The Council of the European Union seems aware of the chilling effect that overregulation or excessive intervention could have on science, reflected in its guiding principle for its responsible internationalization policy: “as open as possible, as closed as necessary.” Transferring control over research openness from scientists to institutions and policy makers risks undermining the autonomy of scientists and politicizing research agendas.
Across Europe, academic communities are voicing apprehension about the potential consequences if security considerations take precedence. In Sweden, Agneta Bladh, former chair of the Swedish Research Council, warns that the traditional openness of research and internationalization is under threat. The Guild, a network of European research-intensive universities, echoes these concerns. While acknowledging the need for risk mitigation, they emphasize that such measures should not hinder our collective ability to tackle pressing scientific research that requires international cooperation. Similar concerns related to national security versus international collaboration can also be found elsewhere.
The implications of the political interpretation of “responsible internationalization” are multifaceted. Fields such as climate science, epidemiology, and renewable energy research, while not traditionally high-security areas, may face challenges due to data sensitivity and economic competitiveness concerns. Moreover, these policies risk widening the research gap between high-, mid-, and low-income countries. Finally, this new emphasis on national interests could fragment the research landscape, leading to duplicated efforts and slower overall progress. These implications drive responsible internationalization in the opposite direction as advocated in calls for internationalization for society, and challenge academic freedom and autonomy.
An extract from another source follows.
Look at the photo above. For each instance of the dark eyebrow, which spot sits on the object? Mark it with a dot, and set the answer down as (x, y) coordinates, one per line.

We have to ask ourselves a number of questions. Who defines what is responsible practice, and what is open or closed? What are the implications of policies that emphasize necessary closeness more than possible openness? Should responsible internationalization not be primarily international and social instead of national and political? Is the new approach to responsible internationalization as one protecting national interests, competitiveness, and liberal democratic values not a new form of internationalization as a Western paradigm? Should the guiding principle not be the other way around: as open as necessary, as little as possible closed?